Eighth planet found in faraway solar system, matching ours

- By Marcia Dunn

CAPE CANAVERAL, FLA. » A record-tying eighth planet has been found in a faraway solar system, matching our own in number.

Even more amazing, machines and not humans made the discovery. NASA joined with Google on Thursday to announce the finding.

This eighth planet orbits the star known as Kepler-90. Like Earth, this new planet, Kepler- 90i, is the third rock from its sun. But it’s much closer to its sun — orbiting in just 14 days — and therefore a scorching 800 degrees Fahrenheit (427 Celsius) at the surface.

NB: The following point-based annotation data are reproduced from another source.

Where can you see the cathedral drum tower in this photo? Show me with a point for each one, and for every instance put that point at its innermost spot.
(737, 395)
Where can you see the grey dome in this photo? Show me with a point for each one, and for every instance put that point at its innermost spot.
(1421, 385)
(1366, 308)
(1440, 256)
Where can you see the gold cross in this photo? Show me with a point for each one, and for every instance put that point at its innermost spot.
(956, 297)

In fact, all eight planets are scrunched up around this star, orbiting closer than Earth does to our sun.

This is the only eight planet solar system found like ours — so far — tying for the most planets observed around a single star.

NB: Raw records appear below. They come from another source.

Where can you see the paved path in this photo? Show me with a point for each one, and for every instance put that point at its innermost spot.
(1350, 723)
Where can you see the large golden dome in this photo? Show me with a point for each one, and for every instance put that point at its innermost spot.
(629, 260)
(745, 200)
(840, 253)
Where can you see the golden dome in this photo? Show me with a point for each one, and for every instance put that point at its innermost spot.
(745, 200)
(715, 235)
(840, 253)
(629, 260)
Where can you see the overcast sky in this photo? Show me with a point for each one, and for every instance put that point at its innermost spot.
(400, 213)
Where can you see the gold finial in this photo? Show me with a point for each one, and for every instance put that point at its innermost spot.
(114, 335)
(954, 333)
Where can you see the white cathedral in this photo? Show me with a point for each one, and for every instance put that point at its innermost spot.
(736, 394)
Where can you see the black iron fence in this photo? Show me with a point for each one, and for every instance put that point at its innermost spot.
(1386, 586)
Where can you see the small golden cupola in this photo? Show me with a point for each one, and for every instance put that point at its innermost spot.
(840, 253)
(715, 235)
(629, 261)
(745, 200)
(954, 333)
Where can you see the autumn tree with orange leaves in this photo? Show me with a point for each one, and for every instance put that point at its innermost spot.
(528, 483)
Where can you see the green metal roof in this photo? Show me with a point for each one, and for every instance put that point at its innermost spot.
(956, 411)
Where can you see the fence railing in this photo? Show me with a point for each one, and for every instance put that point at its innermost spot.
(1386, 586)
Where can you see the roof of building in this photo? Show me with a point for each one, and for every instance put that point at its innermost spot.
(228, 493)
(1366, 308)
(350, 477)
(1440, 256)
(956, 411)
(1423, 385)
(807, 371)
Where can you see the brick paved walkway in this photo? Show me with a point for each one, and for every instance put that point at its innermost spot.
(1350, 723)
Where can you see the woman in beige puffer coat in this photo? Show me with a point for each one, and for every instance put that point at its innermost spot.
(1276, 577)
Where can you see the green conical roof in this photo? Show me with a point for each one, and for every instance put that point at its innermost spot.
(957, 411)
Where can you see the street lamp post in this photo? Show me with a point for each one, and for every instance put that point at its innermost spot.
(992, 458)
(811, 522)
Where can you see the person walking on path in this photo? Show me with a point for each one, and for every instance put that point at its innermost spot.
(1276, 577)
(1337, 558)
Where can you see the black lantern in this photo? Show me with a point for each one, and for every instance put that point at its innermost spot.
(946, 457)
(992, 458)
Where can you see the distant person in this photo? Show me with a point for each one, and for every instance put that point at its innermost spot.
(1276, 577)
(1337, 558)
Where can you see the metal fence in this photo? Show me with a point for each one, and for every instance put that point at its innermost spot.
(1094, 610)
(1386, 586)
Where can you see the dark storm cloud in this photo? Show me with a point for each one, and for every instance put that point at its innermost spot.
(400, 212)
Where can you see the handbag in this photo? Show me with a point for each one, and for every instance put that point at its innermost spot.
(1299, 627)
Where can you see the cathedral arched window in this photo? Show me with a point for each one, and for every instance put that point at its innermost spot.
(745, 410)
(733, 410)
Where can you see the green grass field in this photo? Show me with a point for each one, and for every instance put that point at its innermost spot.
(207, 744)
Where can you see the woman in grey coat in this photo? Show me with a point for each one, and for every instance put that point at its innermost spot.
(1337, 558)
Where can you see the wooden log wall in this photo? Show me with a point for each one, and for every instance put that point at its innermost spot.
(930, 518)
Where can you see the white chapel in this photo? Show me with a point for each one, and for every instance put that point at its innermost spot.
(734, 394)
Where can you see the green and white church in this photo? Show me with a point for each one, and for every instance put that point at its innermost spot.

Our solar system had nine planets until Pluto was demoted to a dwarf planet in 2006 by the Internatio­nal Astronomic­al Union, a decision that still stands. Some astronomer­s, however, suspect there could be a large ninth planet out there: an elusive Planet X the size of Neptune but much farther out.

The Kepler-90 system also could have a ninth planet or more, according to the researcher­s. It is 2,545 light-years away; a light-year is 5.8 trillion miles.

Google used data collected by NASA’s keen planet hunter, the Kepler Space Telescope, to develop the machine-learning computer program. It focuses on weak planetary signals — so feeble and numerous it would take humans ages to examine.

While machine learning has been used before in the search for exoplanets — planets beyond our solar system — it’s believed to be the first time an artificial neural network like this has been used to find a new world.